Solar projects in the Netherlands connected after 1 December 2015 and above 500kW in size can ordinarily qualify for subsidy payments under the nation’s so-called SDE+ scheme, under which solar has been prolific.

Subsidy-free proponents brace for era of low power prices

RvO's warning comes as instances of negative pricing are increasingly reported across European markets, triggered more commonly by deeper penetration of renewables but also, more recently, tumbling demand for power as pandemic-enforced lockdowns alter consumption profiles.

Earlier this month a webinar organised by European trade organisation SolarPower Europe heard subsidy-free solar prospects throughout the continent could be dampened by downward pressure on wholesale power prices, fears that were also raised at PV Tech publisher Solar Media’s Solar Finance & Investment conference in February this year.
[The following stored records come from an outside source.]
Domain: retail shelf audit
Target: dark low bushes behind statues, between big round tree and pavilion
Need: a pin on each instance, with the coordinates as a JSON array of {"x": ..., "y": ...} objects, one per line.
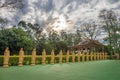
[{"x": 61, "y": 45}]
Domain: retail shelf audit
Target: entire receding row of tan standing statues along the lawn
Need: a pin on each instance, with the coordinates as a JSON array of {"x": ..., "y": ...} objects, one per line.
[{"x": 80, "y": 57}]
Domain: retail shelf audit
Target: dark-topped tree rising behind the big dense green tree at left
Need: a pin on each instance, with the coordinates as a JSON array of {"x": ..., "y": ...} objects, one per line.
[{"x": 34, "y": 31}]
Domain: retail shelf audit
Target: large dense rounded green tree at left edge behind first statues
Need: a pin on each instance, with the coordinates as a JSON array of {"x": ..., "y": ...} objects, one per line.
[{"x": 14, "y": 39}]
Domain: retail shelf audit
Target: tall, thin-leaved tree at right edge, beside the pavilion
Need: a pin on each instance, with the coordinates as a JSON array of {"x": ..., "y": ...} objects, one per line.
[{"x": 111, "y": 25}]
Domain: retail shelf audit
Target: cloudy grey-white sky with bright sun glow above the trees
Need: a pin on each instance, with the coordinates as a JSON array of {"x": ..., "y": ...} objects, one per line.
[{"x": 59, "y": 14}]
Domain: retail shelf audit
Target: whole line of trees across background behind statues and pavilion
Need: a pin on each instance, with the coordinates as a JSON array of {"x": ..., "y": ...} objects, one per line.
[{"x": 29, "y": 36}]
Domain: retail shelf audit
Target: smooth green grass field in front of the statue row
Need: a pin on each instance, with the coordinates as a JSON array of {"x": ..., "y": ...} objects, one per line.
[{"x": 95, "y": 70}]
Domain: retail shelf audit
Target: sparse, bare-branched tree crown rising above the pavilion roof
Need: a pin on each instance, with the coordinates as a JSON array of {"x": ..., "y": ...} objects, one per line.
[{"x": 89, "y": 30}]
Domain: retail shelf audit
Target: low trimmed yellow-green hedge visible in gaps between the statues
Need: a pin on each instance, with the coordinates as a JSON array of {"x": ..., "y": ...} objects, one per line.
[{"x": 27, "y": 60}]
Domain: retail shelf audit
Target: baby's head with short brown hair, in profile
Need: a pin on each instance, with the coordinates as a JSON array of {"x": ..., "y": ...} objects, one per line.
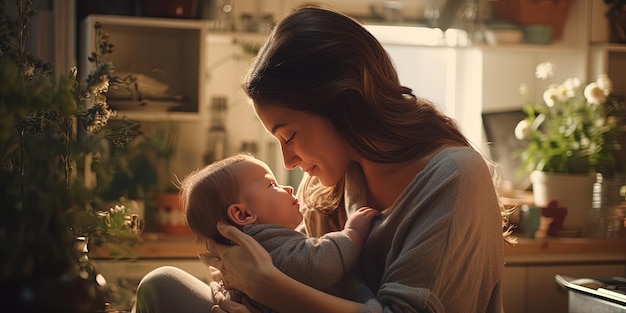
[{"x": 240, "y": 190}]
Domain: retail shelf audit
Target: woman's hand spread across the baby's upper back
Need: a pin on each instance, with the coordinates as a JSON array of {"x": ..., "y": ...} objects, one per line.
[{"x": 242, "y": 266}]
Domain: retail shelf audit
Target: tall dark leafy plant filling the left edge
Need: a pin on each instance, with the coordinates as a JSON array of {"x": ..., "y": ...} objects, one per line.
[{"x": 48, "y": 129}]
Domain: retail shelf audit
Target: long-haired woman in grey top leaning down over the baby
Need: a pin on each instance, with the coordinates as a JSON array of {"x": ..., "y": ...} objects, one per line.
[{"x": 327, "y": 90}]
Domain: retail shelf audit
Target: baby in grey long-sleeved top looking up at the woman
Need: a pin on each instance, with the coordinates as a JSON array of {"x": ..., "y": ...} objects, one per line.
[{"x": 243, "y": 191}]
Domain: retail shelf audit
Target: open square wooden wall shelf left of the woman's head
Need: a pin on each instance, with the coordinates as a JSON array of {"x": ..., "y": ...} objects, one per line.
[{"x": 165, "y": 56}]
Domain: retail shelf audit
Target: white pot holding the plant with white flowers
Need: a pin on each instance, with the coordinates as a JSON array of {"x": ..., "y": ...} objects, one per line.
[{"x": 572, "y": 191}]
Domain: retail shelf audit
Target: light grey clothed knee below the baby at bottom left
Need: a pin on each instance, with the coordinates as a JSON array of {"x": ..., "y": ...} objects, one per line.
[{"x": 170, "y": 289}]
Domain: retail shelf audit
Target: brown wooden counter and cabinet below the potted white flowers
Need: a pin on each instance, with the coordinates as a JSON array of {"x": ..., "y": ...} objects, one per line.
[{"x": 529, "y": 284}]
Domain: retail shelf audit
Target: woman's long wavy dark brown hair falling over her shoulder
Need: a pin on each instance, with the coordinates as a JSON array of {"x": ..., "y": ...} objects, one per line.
[{"x": 323, "y": 62}]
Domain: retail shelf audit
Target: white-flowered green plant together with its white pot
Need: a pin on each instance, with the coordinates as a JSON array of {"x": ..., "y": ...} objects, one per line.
[{"x": 571, "y": 136}]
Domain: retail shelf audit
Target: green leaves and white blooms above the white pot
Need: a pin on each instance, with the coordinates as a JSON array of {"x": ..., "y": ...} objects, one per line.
[{"x": 572, "y": 130}]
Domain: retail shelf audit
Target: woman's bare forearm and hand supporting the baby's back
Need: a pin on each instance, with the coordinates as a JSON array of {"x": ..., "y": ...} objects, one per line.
[{"x": 248, "y": 267}]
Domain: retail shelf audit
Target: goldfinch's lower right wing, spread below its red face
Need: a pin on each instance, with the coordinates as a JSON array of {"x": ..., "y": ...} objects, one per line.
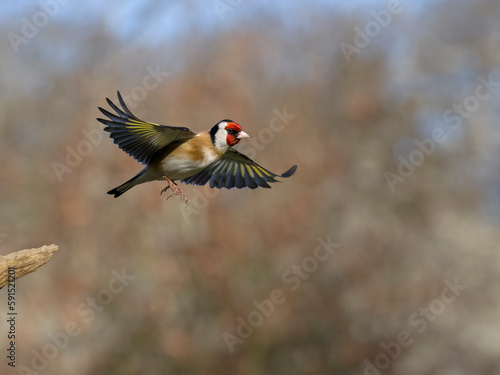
[{"x": 234, "y": 169}]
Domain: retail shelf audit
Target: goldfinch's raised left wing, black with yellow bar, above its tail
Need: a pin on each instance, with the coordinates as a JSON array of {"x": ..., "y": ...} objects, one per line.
[{"x": 140, "y": 139}]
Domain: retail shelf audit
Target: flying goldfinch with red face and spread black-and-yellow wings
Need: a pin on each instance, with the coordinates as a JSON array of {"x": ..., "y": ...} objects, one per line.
[{"x": 177, "y": 153}]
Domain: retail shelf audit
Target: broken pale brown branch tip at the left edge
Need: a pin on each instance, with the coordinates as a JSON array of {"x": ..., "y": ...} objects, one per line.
[{"x": 24, "y": 261}]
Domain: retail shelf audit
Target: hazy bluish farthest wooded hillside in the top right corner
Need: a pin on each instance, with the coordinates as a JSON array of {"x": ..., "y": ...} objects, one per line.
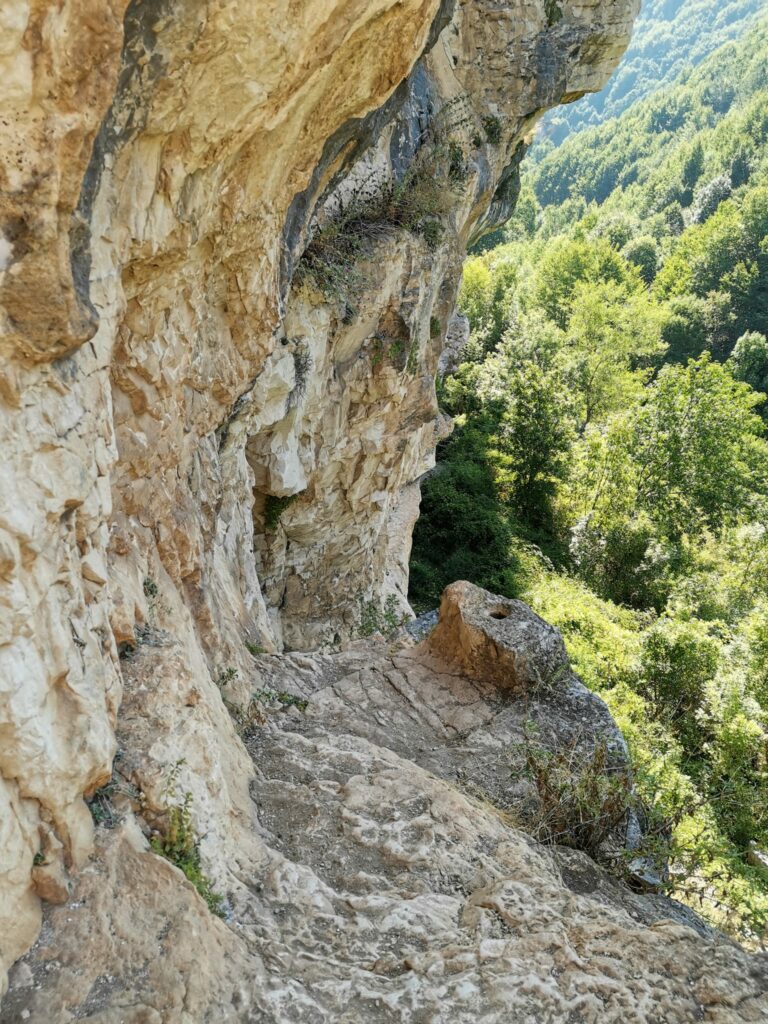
[{"x": 670, "y": 37}]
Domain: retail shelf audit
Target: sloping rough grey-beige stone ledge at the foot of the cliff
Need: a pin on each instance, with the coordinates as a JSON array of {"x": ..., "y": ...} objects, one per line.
[{"x": 373, "y": 869}]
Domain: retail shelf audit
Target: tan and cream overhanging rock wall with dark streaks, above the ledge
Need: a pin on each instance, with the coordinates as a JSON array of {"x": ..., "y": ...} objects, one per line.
[{"x": 165, "y": 379}]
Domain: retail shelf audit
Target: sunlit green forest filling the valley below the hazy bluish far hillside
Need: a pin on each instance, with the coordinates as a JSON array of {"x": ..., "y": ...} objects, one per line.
[{"x": 610, "y": 462}]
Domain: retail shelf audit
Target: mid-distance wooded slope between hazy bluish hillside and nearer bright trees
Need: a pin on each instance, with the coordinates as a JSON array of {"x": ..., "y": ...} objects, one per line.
[{"x": 711, "y": 123}]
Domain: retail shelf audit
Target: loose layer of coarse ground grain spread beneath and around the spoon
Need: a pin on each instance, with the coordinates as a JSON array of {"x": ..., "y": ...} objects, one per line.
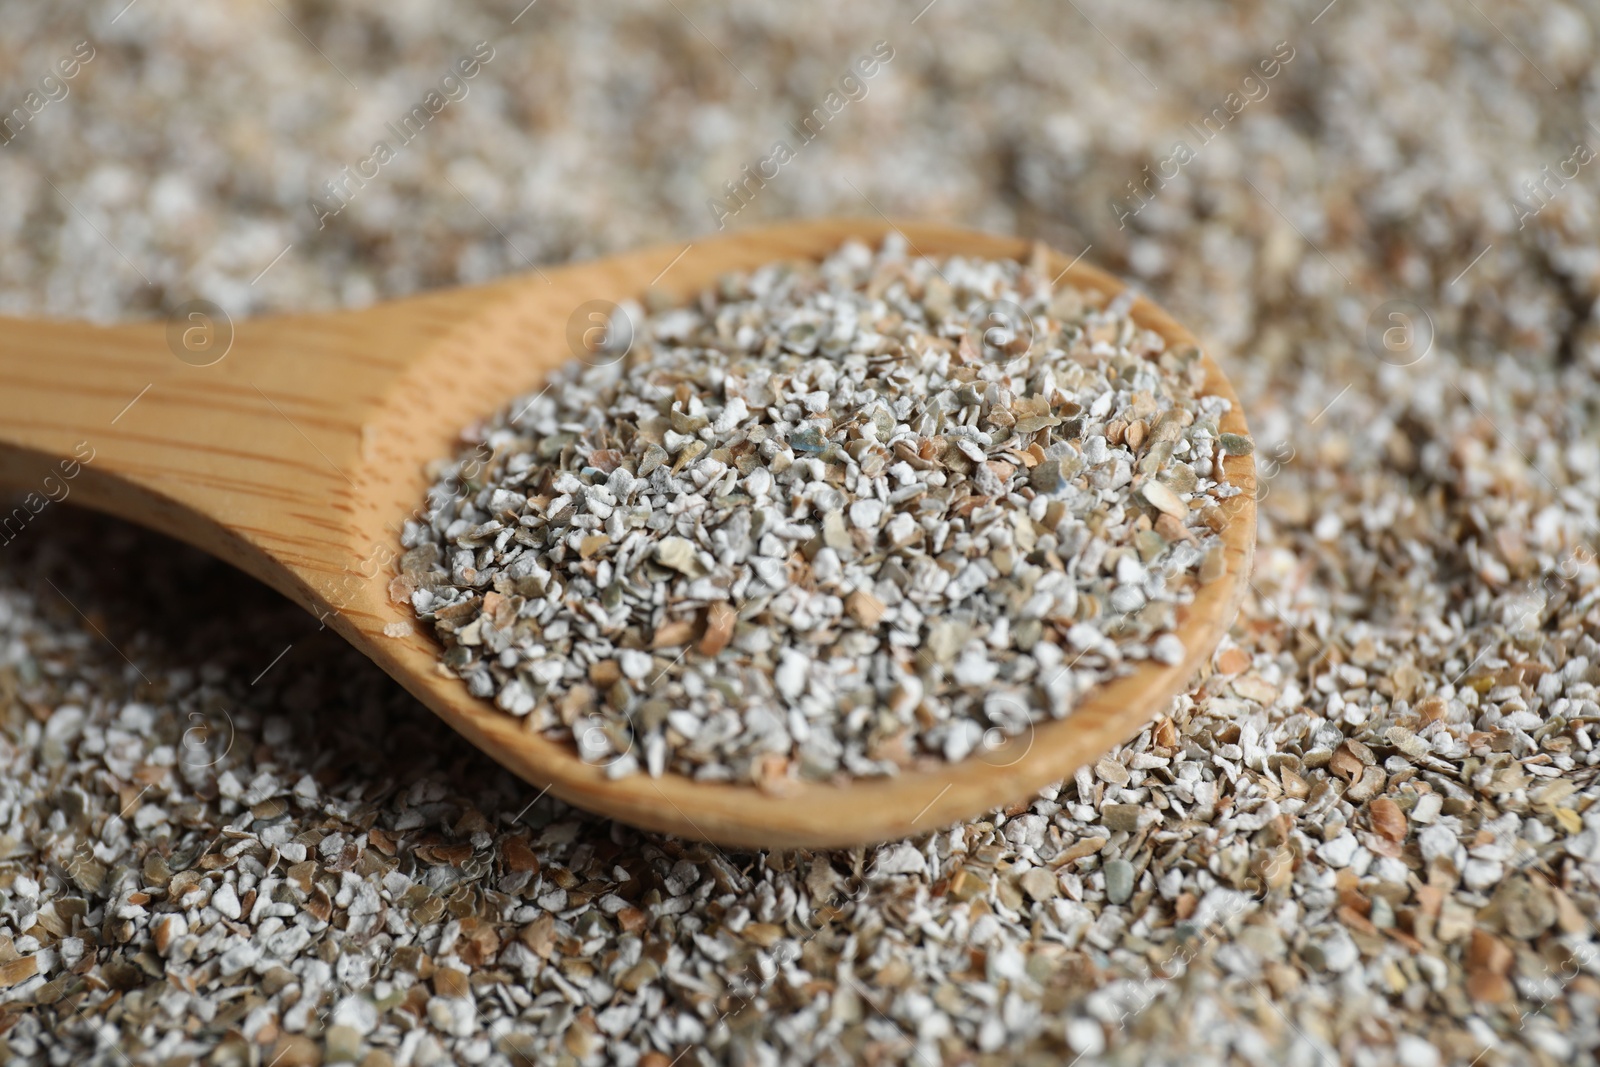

The Netherlands is also not alone in experiencing extended periods of negative pricing, with both Germany and the UK also noting increases of such periods in recent months.

The UK has responded to a rise in the number of negative pricing periods by changing the rules of its Contracts for Difference (CfD) mechanism, clamping down on negative pricing periods entirely.

Previous rounds of the CfD auctions were compliant with EU law and forbid the issue of top-up payments for periods of negative pricing in excess of six years. However, it is now the British government’s intent to extend that to all periods of negative pricing, in a change designed to discourage generators from proving “unhelpful to the overall system”.